Через несколько дней появилась другая, не напечатанная, а написанная от руки: ШТЕФАН ГУЛДАН. Гулданы переехали из Кошиц, и в душном корпусе 4 «Б» им, особенно Гулдану и его сыну Мариану, стало не хватать былых воскресений.
Четыре дня подряд, со вторника до пятницы, дул сухой ветер, гнал пыль и мелкий песок, серо-коричневые облака и коричневые тучи, взвинчивал, напрягал, дергал нервы, предвещая злую засуху и грозы. Желтое солнце светило мутным светом.

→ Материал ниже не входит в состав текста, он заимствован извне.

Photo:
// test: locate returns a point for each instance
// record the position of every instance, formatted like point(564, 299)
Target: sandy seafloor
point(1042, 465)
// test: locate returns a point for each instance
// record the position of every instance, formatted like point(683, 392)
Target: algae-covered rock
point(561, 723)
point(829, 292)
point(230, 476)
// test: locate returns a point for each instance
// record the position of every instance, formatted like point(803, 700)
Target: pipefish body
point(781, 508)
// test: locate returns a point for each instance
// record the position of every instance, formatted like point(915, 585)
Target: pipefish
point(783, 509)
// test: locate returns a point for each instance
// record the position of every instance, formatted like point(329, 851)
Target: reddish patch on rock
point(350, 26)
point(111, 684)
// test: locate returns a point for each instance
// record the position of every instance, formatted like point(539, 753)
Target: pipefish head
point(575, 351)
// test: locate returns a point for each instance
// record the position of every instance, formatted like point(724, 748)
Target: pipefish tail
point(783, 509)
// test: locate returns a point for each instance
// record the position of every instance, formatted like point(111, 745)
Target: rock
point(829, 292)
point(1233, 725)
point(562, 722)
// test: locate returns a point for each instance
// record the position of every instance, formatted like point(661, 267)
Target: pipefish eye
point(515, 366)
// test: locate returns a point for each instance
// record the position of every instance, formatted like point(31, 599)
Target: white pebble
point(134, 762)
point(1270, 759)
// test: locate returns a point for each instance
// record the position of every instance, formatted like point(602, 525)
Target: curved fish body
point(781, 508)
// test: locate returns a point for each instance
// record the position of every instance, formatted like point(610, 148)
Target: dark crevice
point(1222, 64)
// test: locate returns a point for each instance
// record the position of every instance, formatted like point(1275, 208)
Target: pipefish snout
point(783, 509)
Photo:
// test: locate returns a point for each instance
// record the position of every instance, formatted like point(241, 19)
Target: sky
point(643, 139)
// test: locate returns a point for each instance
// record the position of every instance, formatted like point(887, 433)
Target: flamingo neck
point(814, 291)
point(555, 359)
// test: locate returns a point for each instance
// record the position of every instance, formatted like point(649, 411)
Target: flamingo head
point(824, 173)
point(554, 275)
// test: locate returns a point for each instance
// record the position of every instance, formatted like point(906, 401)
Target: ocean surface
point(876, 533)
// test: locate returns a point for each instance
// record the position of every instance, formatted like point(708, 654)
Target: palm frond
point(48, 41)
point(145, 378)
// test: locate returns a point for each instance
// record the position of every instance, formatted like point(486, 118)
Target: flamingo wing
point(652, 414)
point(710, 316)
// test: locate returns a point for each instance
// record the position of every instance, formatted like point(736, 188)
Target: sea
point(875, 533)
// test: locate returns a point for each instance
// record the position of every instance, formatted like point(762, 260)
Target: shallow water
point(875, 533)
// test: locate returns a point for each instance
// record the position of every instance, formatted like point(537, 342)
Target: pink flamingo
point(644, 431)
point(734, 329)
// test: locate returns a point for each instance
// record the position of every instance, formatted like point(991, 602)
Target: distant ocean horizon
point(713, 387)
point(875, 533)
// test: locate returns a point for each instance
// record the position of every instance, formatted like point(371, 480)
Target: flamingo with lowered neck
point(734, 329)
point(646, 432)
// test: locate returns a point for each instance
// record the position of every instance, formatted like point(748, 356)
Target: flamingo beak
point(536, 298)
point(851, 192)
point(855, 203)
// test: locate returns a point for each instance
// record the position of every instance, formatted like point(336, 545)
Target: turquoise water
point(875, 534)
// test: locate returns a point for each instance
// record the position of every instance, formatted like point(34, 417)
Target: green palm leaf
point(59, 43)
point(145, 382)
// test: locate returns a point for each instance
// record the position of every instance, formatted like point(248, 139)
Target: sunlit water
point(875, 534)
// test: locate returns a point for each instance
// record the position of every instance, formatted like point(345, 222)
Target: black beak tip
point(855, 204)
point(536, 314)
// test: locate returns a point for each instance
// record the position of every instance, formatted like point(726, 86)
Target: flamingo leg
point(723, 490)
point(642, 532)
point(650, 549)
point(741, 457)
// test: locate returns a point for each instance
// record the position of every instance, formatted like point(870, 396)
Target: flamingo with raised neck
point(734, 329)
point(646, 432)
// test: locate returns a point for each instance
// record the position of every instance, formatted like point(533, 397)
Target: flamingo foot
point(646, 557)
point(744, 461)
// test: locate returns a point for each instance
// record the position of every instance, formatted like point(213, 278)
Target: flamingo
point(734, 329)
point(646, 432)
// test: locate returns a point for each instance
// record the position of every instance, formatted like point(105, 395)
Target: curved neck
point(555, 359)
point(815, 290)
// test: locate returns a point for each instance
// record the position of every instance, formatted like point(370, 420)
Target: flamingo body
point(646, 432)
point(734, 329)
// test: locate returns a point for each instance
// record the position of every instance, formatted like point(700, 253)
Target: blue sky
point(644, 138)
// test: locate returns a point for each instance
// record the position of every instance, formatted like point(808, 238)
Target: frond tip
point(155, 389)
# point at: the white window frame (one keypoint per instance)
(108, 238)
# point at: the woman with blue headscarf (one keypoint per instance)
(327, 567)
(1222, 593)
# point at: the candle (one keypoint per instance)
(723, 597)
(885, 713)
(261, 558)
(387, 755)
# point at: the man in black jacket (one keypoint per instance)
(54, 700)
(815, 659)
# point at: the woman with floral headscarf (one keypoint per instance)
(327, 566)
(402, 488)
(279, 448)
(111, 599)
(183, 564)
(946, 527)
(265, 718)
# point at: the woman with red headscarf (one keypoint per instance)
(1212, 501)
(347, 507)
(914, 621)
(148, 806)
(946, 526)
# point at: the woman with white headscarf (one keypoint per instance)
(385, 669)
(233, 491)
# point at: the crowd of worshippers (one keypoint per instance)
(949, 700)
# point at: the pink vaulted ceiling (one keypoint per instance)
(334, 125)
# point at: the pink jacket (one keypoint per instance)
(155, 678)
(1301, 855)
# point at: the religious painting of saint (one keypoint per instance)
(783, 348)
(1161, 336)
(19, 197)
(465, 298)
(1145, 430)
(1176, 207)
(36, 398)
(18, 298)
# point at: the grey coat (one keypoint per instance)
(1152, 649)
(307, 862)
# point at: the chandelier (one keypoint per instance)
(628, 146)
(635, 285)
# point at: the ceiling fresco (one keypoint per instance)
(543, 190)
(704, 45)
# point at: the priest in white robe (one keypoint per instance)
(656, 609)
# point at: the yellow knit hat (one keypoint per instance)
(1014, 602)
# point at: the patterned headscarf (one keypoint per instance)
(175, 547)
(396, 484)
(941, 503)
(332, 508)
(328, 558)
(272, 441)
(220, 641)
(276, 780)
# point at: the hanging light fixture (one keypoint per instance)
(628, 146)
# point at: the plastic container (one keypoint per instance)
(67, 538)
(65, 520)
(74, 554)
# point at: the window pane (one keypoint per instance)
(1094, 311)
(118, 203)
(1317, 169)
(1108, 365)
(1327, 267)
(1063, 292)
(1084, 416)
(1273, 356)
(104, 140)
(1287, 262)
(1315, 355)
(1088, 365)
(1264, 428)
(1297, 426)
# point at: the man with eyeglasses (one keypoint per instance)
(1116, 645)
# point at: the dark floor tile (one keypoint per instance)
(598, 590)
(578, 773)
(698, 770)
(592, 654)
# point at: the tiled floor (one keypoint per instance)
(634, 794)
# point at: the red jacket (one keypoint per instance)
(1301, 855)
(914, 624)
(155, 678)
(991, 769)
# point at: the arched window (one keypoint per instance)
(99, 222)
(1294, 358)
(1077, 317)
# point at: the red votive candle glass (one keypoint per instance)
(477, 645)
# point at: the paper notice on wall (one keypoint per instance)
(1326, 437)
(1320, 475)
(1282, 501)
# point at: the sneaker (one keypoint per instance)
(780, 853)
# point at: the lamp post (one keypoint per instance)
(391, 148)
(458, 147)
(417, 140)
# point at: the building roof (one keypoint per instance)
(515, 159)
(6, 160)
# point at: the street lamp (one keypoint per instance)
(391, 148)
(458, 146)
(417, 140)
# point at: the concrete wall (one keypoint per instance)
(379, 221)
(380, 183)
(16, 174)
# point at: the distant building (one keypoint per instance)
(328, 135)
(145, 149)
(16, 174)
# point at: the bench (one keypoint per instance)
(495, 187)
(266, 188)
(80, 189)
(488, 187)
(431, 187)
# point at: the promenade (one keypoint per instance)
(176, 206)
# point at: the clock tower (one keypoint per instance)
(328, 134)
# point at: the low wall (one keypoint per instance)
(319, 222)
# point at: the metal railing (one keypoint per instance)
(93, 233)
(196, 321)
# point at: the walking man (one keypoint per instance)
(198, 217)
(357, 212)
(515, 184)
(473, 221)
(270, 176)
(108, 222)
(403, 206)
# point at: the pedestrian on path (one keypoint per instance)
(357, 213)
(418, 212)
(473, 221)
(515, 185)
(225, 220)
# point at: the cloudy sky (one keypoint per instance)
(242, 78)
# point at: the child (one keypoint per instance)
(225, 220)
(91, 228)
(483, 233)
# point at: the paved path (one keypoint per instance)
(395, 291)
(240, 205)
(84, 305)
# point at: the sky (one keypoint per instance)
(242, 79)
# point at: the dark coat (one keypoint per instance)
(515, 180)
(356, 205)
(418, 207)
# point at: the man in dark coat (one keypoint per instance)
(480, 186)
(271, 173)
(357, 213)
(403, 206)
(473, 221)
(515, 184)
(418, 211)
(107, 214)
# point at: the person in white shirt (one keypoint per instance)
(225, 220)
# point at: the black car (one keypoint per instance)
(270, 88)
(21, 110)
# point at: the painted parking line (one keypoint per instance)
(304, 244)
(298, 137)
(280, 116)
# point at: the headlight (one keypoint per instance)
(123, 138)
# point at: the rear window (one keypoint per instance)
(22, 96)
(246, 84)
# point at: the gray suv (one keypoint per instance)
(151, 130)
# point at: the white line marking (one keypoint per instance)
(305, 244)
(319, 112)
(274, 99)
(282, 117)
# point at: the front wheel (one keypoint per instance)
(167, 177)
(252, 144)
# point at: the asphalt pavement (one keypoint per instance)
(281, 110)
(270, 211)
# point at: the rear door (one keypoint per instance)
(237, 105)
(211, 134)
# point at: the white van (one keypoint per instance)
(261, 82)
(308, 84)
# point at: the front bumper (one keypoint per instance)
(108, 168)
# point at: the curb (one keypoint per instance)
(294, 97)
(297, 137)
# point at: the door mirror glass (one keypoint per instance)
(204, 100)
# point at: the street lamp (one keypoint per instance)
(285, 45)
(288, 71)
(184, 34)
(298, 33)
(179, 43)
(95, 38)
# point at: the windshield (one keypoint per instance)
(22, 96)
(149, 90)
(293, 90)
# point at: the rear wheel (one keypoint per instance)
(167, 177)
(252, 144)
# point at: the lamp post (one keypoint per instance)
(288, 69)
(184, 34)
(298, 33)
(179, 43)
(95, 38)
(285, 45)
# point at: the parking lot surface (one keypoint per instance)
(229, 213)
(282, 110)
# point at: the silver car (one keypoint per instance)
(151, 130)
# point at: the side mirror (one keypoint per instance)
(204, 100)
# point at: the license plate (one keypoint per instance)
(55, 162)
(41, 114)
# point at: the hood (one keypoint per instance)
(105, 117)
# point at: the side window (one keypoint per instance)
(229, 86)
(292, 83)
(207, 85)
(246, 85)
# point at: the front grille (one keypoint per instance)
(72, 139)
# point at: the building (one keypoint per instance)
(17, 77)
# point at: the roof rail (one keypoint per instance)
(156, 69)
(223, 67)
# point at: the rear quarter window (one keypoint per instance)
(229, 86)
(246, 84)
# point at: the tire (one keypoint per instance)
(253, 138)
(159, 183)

Отлично, сказал себе в воскресенье Гулдан в Зборовской крепости, посмотрел на коричневые стены, вынул из вещмешка консервы «Камбала», открыл и положил ножом на хлеб кусочки пропитанной маслом рыбы сыну Мариану и себе. Сухой ветер, гроза, холодный дождь были для него лакомством. Вчера ночью лило как из ведра, может, и сегодня тоже соберется дождь. Солнце горячее, выглянет — сразу обдает жаром, будто открыли дверцу печки. Здесь хорошо. Хочешь не хочешь, а без настоящего-то человеку жить нельзя, подумал он, но и поход в дальнее прошлое иногда не повредит. Ему даже казалось, что вернее было бы называть не поход, а «сход» — ведь ты как бы спускаешься, сходишь по ступенькам истории в давние, очень давние времена. Впрочем, пусть будет поход, чтобы не было путаницы! По этим ступенькам и в это самое прошлое он уходил от повседневной суеты сует. Сухой ветер, громы и молнии, холодный дождь — это хорошо, хорошо сидеть на холодном камне и смотреть на старые пожелтевшие и побуревшие стены, лучше дать отдохнуть нервам здесь, чем видеть праздно шатающихся парней с карманным радиоприемником в руках или под мышкой, которые тупо смотрят перед собой, ничего не воспринимая, и слушают какое-то подобие музыки или спортивный репортаж. «На, поешь!» — протянул он Мариану большой ломоть хлеба с горками промасленной рыбы. Ведь речь шла и о том, чтоб Мариан не приучался шалопайничать. Карманный радиоприемник! Транзистор! «Транз»! Не хватает, чтобы он расхаживал с ним по улице… Тут его кольнуло предчувствие, что в один прекрасный день он еще увидит Мариана, уходящего на улицу с транзистором под мышкой.
— Спасибо, отец!
— Чего? За что? Ешь на здоровье!
— Рыба вкусная.
— Конечно, вкусная….
Холодный ветер гудел и завывал в коричневато-седых стенах, свистел и шуршал в деревьях, растущих на развалинах, мчал по небу над яркой зеленью земли темные синевато-серые тучи, низко нависшие над лугами и полями.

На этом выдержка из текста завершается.